Keywords

1 Introduction

Our study falls into the field of Educational Data Mining: a rather new area where academic performance is investigated and steps are figured out to enhance it. The aim of this study is set towards Higher Secondary Certificate (HSC) (12th grade equivalent) candidates; all data has been collected from recent HSC examinees: university freshers.

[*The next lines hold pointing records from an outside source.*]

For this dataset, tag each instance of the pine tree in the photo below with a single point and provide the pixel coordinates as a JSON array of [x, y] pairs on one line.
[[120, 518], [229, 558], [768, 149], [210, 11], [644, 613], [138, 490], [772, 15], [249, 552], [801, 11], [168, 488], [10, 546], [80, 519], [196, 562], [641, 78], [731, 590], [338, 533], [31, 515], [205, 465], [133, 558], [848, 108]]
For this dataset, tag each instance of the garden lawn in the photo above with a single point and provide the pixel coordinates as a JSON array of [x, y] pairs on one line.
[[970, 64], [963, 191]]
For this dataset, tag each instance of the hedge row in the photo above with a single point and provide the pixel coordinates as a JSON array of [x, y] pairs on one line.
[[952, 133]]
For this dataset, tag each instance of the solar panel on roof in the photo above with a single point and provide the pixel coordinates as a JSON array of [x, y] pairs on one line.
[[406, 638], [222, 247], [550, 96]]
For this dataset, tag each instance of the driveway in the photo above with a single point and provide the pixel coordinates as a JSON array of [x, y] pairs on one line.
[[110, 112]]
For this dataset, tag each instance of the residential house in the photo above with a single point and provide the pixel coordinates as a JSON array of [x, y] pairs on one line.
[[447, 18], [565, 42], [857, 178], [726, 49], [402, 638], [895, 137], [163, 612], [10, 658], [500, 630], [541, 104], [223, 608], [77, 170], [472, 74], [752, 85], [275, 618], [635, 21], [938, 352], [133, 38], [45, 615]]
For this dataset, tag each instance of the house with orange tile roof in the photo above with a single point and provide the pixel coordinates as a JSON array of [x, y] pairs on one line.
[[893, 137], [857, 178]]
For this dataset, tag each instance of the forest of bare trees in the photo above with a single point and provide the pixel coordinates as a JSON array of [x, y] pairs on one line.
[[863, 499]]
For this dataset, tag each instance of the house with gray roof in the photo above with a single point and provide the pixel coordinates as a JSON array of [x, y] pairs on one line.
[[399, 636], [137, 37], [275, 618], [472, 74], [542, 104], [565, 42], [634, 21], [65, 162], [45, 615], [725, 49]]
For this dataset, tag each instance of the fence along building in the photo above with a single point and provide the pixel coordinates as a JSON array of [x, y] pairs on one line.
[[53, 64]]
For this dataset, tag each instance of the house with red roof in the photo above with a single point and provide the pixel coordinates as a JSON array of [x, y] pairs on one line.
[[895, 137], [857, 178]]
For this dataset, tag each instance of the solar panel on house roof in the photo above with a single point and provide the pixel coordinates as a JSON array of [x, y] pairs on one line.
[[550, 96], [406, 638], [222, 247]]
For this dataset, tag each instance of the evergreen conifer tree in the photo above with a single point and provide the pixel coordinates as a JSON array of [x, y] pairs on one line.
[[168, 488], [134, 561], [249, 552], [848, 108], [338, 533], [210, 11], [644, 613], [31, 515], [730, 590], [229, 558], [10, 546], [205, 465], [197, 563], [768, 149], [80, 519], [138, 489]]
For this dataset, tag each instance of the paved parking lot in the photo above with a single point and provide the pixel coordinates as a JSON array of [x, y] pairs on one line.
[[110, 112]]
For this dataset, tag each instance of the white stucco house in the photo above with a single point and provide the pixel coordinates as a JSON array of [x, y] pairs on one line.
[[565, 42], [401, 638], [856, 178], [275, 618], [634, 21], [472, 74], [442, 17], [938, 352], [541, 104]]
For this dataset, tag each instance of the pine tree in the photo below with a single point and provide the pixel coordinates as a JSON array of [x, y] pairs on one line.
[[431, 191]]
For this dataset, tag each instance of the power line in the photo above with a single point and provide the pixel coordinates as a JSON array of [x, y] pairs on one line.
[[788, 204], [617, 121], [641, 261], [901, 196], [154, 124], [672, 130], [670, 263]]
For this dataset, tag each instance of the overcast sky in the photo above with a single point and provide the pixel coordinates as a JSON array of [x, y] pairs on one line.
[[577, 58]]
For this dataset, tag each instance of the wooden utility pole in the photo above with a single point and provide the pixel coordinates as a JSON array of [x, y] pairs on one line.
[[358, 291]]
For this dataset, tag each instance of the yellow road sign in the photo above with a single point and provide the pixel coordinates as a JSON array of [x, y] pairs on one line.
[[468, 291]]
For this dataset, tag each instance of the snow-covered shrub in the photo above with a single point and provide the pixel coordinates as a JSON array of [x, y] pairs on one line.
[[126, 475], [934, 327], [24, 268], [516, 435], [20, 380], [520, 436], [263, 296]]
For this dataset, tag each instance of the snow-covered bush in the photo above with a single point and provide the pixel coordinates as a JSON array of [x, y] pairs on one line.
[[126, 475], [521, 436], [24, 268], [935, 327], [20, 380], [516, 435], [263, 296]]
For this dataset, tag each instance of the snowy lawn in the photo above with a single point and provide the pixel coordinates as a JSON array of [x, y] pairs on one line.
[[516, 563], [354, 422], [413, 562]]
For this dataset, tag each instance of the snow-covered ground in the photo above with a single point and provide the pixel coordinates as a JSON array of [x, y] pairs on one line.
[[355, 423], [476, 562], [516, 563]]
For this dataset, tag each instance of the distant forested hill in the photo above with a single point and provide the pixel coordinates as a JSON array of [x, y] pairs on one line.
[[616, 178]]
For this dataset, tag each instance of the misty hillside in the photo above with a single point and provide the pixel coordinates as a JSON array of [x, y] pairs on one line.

The goal of our study is to provide a prediction of HSC result from socioeconomic, psychological and academic factors and to discover pattern in attributes which allow students to visualize how the attributes influencing their educational performance which help students to enhance the outcome of HSC exam. Guardians of students and responsible authorities could use such information generated from our model and help the students to enhance the HSC performance.

2 Related Work

To group the student according to their skill level in [1] the authors have used model based clustering, other clustering and K-mean technique. In paper [2] the authors have used quiz score, midterm marks, final marks, lab marks and CGPA as attribute to predict semester final grade of individual courses. They have used ANN, C4.5 and Naïve Bayes for the classification and the have managed to reach accuracy around 82%. In order to predict academic performance [3] class attendance, seminar, class test score and assignment marks have been used as attributes. Authors have used C4.5, CART and ID3 algorithms to design their predictive model.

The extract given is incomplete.